The Navy, however, has already learned valuable lessons from the episode involving the aircraft carrier USS Theodore Roosevelt as shown in the way it’s currently handling a similar virus outbreak on the destroyer USS Kidd.

When the Roosevelt’s commanding officer, Capt. Brett Crozier, reacted to discovery that a crew member had coronavirus while the carrier was at sea, Crozier sought help from his superiors. Their response was slow as the virus spread from a few sailors, to 93 and finally 856 of the ship’s 4,850 crew.

Last week, the destroyer USS Kidd, currently deployed in the eastern Pacific as part of Southern Command’s anti-trafficking operations, reported Covid-19 cases aboard. The Navy, this time, within 24 hours, flew an eight-person, specialized medical evaluation team to the ship to conduct testing.
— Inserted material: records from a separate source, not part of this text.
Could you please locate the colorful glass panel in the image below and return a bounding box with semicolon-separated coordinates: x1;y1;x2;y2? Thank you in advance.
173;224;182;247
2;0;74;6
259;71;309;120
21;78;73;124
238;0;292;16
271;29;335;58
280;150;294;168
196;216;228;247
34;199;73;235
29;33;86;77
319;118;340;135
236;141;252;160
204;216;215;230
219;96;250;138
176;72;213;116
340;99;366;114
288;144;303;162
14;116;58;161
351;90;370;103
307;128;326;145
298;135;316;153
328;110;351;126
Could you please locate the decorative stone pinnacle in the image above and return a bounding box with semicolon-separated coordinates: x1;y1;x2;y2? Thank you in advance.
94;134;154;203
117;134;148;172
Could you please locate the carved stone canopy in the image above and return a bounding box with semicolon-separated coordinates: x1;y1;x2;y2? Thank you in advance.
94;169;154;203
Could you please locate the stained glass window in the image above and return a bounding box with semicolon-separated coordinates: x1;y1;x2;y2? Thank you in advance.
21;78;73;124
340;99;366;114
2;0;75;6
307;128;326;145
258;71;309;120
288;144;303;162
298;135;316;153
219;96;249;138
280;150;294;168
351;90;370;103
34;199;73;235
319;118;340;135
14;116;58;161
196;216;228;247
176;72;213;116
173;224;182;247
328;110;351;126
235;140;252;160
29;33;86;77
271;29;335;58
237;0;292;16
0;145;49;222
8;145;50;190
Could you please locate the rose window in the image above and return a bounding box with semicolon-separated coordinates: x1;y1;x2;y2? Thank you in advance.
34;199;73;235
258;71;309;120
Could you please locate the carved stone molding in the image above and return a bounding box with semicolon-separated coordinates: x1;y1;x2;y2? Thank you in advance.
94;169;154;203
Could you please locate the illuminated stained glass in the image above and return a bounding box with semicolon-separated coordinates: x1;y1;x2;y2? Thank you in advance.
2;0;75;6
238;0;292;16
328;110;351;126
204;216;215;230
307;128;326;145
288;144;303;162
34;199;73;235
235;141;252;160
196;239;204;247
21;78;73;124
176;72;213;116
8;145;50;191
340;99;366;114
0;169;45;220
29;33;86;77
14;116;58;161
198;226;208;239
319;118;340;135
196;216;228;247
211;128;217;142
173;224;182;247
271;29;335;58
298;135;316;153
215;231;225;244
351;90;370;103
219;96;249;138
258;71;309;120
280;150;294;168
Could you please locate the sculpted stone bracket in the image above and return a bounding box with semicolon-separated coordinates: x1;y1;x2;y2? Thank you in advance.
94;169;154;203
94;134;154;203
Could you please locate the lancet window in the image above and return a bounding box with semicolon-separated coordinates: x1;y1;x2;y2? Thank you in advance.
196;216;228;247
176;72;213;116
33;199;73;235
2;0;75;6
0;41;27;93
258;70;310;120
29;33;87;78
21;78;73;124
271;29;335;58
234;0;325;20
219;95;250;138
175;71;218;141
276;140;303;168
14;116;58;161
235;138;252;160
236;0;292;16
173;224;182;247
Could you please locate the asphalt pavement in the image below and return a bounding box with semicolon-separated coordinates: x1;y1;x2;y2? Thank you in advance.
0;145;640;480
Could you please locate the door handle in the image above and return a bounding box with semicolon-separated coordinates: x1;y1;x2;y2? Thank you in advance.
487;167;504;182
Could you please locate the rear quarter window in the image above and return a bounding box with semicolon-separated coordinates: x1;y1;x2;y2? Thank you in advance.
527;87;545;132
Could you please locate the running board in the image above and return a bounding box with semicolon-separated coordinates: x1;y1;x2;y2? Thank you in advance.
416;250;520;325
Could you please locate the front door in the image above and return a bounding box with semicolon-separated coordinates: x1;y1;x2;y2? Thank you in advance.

On Friday, Defense Spokesman Hoffman told reporters the ship was “preparing to return to port [SanDiego], where they will undertake efforts to clean the ship. They will remove a portion of the crew from the ship and work to get everybody back to health and get the ship back to sea.”

On Monday, the Navy reported 47 of the Kidd’s sailors had tested positive, up from 17 on Friday, and tests continued. Two sailors had been medically-evacuated to the U.S. Meanwhile, sailors aboard were wearing N95 masks and protective gear and the USS Makin Island, an amphibious assault ship was on its way to meet the Kidd carrying ICU capacity and ventilators along with additional testing capability.

Hoffman said Friday, “The Navy has lessons learned from — from prior experience with the — with the Covid crisis and…has been quickly applying those to this case, so keep your fingers crossed.”